During development, engineers discovered that, with the conventional DFN1616 package, it is difficult to verify solder condition via visual inspection after mounting. To solve this problem, designers have used wettable flank technology. This is a technique for plating the sides of the lead frame. Products using this technology exhibit superior toe fillet formation after mounting. The greater the height of the toe fillet the easier it is to verify solder conditions during visual inspection, improving mounting reliability (Figure 3).

Figure 3: Wettable flank construction

In the automotive market in particular demands high mounting reliability, therefore a minimum solder height is required. Normally, forming a wettable flank involves cutting a notch into the lead frame using a blade before carrying out the plating process. The depth of this notch can significantly affect the height of the toe fillet after mounting. To achieve a consistent toe fillet height this notch must be sufficiently deep, but unfortunately the amount of burrs increases in proportion with this depth.

To add to the design challenge, when mounting, these burrs become part of the mounting surface, possibly causing package tilt or even connection failure. For larger packages this poses no problems, but the smaller the package, the greater the susceptibility (Figure 4). After taking these burrs into account, the company’s engineers were able to achieve a guaranteed toe fillet height of 100μm after mounting.

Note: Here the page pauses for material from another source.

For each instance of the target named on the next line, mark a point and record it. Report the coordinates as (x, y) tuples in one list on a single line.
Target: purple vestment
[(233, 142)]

Figure 4: Comparison of wettable flank technologies

As a result, the RV4xxx series has been completely redesigned using wettable flank technology. The biggest difference from conventional products is that a material (barrier layer) with a hardness different from the lead frame is applied to the surface of the lead frame. This makes it possible to reduce burrs by approximately 50% over conventional methods.

Redesign for visibility

Reviewing construction methods resulted in the DFN1616, believed to be the first package to feature a guaranteed electrode height on the side of the package of 130μm by suppressing burrs. Currently, a toe fillet of 100μm may result in NG (no solder visible) during visual inspection, but the RV4xxx series is able to sufficiently clear the fillet height required by the automotive market (Figure 5).

 Figure 5: Mounting visibility comparison